By Jessica Jacobs
Roommate conflict—we all know it. If you haven't dealt with roommate drama, then I promise you will eventually encounter a roommate who conflicts with your ideal living situation. Here are some tips and tricks on how to handle different scenarios of common roommate conflicts.
Their significant other is ALWAYS there.
Single or not, seeing someone else constantly attached to their partner by the hip can be annoying, especially if one of those hips belongs to a close friend. You might get annoyed because you miss quality time with your friend or just because you dislike their significant other's habits.
Talk to your roommate about their partner's effect on your personal spending.
Ask your roommate if you two can talk alone when you are both home. This will avoid the uncomfortable misunderstandings of text messages. Not only that, but it will allow you to express in-depth how your roommate’s partner affects you. This is your time to make a compromise or bring problems to the surface.
If you two can't find a solution, then it's time for a new roommate.
Your roommate is a slob!
No one sane wants to live with someone who hides in their own musk and piles of laundry, especially if you're sharing the same room. However, this can be a sensitive topic. What you need to do is acknowledge the problem with your roommate and understand that the two of you might have different standards of cleanliness. Let's face it: Not everyone had to do chores growing up. So in this scenario, both parties need to be understanding and acknowledge their own preferred and realistic goals of a clean space.
Make a chore chart in a shared space. Get a whiteboard and write down all the "daily" and "weekly" chores that need to be done. Assign each person a task to do for each of those subjects for fair distribution. When someone finishes the job, they should initial next to that item on the whiteboard.
(Note: You can use this chart as a way to communicate with your roommates as well.)
Call for a roommate meeting. Send a group text to your roommates explaining that you want to talk about your household and your needs for comfort. The goal of this message is not to isolate one person and shame them. Instead, this meeting is an opportunity for your roommates to set standards for cleanliness and discuss each other's struggles in the environment.
Your roommate isn't paying rent?!
Now, this is probably the worst situation to encounter. If your roommate isn't paying rent, then you need to split from them ASAP. However, not everyone has a monthly lease. So how do you fix this problem?
Talk to your roommate one-on-one and be as transparent as possible that they need to hold up their part of the rent. Otherwise, you'll be homeless.
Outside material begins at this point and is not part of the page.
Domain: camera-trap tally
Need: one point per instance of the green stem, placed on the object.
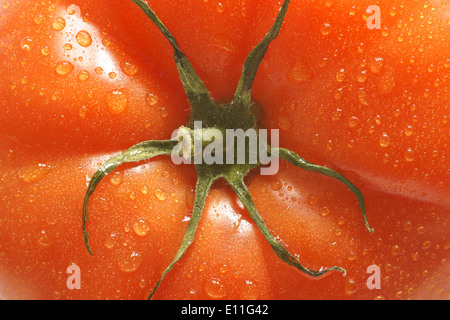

If they still won't budge or they end up making an empty promise, then you can call their closest relative or friend. This will show them that you're not scared to bring in a third party, and also allows that person to help make sure that the monthly rent is being paid.
There are conflicting sleeping schedules.
Some people are night owls, and some people think the early bird gets the worm. So what do you do if you and your roommate have polar opposite sleeping schedules?
Notify your roommate of your sleeping schedule. This way, they aren't alarmed if you fall asleep at 8 p.m. or 4 a.m.
Don't snooze your alarm! That alarm might not annoy you, but it will surely wake up your roommate.
Be quiet if you're coming in later than your sleeping roommate. Prepare your stuff for bed before they go to sleep. And please, don't eat chips, ice, or anything else crunchy in the room when they are asleep.
If you're a light sleeper, get a sleeping mask and earplugs to help you stay asleep when your roommate comes in late.
Always communicate so that your roommate isn't surprised by anything!
Food is money!
Yes, sharing is caring, but sometimes it sucks! Especially if you don't have a lot of money to spend on groceries. So what do you do when you feel like your roommate is an unwanted rabbit in your garden?
Let your roommate know that you don't have a large budget and can't afford to share food.
Tell your roommate that you need them to ask before taking some food from your side of the pantry.
Label foods with your name if you don't want to share them.
Remember: Just because they are willing to share their food doesn't mean you have to.
You need a guest policy.
I'm sure you don't want anyone intruding on you when you're dancing in the mirror or in the middle of changing. So, you need to create a guest policy for your home.
Ask your roommate to text you an hour before they are bringing someone over to hang out.
Let your roommate know a day before you bring over a guest who plans on sleeping over.
Let your roommate know how long their friend is staying.
Set boundaries with your roommate on your comfort levels with their friends.
Remember, you are paying to live in your apartment or house with your roommates. This means you all should always feel like it's a safe space. A confrontation may be scary, but avoiding problems will make your home a nightmare. Do yourself a favor and follow these guidelines for appropriate solutions.